California, October 8th. This morning we broke camp at six o’clock and marched at eight. The road was bad, for which the beauty of the scenery did not entirely compensate. To-day’s experience has taught us how completely an army is tied to the wheels of the wagons. Tell a general how fast the train can travel and he will know how long the journey will be. We passed our wagons in a terrible plight: some upset, some with balky mules, some stuck in the mud, and some broken down. The loud-swearing drivers, and the stubborn, patient, hard-pulling mules did not fail to vary and enliven the scene.

A journey of eighteen miles brought us to this place, where we are encamped upon the county fair-ground. California is a mean, thriftless village; there are no trees shading the cottages, no shrubbery in the yards. The place is only two or three years old, but already wears a slovenly air of decay.

I set out with Colonel L. upon a foraging expedition. We passed a small house, in front of which a fat little negro-girl was drawing a bucket of water from the well, the girl puffing and the windlass creaking.

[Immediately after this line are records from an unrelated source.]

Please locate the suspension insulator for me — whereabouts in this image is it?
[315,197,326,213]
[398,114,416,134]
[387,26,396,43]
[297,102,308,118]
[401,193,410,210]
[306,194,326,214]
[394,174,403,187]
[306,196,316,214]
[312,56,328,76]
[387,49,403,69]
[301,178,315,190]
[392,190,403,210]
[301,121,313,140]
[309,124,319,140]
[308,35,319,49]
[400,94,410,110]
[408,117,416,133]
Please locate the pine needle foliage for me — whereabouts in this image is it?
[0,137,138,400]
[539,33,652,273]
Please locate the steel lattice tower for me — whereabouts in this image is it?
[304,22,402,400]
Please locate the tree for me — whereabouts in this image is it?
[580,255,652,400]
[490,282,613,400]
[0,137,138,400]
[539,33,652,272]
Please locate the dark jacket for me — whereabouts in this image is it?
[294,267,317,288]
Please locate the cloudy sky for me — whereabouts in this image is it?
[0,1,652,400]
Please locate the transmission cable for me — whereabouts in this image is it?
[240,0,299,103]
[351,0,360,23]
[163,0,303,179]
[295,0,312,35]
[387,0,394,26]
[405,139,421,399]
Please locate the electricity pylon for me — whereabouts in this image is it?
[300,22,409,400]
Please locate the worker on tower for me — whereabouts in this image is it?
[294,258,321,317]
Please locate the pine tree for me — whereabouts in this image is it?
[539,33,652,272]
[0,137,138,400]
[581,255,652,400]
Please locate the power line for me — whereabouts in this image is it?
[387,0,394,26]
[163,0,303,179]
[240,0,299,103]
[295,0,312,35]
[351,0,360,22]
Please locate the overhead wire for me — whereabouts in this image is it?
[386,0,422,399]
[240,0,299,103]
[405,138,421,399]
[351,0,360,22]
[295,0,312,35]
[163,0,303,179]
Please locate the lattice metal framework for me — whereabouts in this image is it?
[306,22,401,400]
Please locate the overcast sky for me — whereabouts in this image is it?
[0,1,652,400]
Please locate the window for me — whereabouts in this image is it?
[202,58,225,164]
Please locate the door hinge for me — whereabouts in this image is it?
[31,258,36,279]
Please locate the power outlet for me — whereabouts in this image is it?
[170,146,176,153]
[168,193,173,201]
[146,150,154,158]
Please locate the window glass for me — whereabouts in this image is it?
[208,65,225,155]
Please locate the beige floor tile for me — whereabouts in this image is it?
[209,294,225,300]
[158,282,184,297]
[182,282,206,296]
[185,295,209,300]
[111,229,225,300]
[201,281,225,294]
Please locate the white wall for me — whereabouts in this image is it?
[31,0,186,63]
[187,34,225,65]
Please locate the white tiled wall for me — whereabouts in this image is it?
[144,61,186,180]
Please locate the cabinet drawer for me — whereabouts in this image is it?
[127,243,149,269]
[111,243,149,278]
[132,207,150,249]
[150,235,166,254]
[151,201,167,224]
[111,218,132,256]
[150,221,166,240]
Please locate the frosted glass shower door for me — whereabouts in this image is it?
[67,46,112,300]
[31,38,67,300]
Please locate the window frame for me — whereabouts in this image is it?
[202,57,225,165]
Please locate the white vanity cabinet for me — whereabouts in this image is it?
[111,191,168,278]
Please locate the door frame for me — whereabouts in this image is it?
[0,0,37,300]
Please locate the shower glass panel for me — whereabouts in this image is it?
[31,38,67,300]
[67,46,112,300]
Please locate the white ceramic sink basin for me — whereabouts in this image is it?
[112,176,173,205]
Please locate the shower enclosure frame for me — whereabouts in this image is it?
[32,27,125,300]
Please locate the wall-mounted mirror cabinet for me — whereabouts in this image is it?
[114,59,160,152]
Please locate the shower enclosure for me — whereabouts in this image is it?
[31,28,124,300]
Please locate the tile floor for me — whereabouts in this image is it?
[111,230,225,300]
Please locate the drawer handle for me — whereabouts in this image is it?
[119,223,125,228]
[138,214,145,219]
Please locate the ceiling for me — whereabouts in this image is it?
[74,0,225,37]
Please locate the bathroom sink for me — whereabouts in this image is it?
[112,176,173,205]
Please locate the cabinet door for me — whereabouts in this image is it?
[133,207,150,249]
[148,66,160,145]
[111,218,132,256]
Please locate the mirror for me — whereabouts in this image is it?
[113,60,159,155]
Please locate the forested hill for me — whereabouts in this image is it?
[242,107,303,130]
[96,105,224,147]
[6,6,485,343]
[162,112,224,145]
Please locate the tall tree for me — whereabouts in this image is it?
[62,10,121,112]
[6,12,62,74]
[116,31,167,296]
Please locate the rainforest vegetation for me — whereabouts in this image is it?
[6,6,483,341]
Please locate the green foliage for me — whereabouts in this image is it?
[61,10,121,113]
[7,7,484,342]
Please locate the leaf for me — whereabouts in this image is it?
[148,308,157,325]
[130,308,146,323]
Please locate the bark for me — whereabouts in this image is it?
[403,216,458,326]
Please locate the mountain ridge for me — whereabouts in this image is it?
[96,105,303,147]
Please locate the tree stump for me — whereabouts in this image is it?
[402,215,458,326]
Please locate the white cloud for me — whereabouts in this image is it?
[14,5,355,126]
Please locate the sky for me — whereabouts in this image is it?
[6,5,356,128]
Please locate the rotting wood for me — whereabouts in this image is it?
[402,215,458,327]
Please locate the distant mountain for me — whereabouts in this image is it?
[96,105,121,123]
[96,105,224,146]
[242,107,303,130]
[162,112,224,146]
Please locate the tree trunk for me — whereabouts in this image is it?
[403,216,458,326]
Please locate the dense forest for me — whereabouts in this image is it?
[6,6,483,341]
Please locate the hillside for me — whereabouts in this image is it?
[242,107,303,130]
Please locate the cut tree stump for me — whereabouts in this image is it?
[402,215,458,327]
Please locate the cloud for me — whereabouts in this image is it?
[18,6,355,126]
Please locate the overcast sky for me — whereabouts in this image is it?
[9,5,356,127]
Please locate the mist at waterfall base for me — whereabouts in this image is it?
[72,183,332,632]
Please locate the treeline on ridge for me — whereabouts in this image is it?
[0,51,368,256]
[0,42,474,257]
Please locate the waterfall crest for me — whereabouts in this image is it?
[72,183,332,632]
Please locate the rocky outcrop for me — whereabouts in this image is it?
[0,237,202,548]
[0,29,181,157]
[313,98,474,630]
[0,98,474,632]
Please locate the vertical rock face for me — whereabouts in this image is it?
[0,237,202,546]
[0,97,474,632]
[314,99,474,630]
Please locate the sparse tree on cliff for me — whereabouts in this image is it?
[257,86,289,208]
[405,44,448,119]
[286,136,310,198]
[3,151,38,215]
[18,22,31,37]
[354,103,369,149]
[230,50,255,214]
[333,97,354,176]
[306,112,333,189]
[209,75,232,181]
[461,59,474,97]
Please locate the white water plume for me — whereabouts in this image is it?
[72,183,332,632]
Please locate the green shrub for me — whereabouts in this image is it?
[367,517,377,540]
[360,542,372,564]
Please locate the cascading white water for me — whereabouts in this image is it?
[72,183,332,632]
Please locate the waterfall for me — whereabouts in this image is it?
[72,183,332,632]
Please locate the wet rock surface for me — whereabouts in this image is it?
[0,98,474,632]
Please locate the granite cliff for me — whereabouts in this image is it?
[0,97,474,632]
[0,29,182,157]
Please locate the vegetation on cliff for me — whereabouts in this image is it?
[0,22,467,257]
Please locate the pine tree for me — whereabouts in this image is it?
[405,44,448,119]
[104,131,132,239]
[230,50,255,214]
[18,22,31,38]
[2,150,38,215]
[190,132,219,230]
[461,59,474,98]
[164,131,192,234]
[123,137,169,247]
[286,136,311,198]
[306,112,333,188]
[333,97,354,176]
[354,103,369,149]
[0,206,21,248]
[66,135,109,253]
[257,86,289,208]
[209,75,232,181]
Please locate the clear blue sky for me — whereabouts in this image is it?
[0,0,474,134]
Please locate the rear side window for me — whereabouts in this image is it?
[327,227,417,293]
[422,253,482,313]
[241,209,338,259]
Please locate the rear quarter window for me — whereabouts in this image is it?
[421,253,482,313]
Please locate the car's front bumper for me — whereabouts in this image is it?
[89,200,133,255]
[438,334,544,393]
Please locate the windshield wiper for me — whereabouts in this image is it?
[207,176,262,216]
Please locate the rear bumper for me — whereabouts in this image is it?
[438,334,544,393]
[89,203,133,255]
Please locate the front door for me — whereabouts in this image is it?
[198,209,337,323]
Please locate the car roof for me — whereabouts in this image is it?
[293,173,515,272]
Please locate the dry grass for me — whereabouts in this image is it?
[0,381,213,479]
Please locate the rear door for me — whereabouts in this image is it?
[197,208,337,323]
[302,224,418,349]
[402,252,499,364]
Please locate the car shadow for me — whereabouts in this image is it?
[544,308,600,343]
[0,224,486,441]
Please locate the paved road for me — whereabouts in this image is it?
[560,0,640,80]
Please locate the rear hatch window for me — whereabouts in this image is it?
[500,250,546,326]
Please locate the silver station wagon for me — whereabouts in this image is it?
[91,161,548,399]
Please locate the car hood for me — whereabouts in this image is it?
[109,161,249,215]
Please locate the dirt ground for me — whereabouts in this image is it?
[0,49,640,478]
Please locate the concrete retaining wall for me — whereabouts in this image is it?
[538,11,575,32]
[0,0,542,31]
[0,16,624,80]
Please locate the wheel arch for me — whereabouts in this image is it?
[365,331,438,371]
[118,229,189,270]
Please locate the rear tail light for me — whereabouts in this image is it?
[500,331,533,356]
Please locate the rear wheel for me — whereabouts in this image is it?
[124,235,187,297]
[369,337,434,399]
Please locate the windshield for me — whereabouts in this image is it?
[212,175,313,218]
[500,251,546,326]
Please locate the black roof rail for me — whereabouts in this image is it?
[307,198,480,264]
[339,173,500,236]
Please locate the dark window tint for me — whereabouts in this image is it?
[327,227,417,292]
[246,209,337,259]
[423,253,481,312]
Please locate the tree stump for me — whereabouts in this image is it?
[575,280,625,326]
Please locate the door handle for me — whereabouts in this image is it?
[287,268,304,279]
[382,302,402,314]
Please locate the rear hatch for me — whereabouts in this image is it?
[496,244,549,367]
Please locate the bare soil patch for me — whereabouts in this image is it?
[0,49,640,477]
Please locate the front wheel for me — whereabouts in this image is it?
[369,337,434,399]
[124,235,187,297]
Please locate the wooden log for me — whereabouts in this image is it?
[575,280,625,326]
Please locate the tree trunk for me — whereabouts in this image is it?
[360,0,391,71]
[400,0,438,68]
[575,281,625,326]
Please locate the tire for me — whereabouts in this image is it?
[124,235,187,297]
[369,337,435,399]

“Will Massa have a drink of water?”

It was the first token of hospitality since Hermann. We stopped and drank from the bucket, but had not been there a minute before the mistress ran out, with suspicion in her face, to protect her property. A single question sufficed to show the politics of that house.

“Where is your husband?”

“He went off a little while ago.”

This was the Missouri way of informing us that he was in the Rebel army.

A little farther on we came to what was evidently the chief house of the place. A bevy of maidens stood at the gate, supported by a pleasant matron, fair and fat.

“Can you sell us some bread?” was our rather practical inquiry.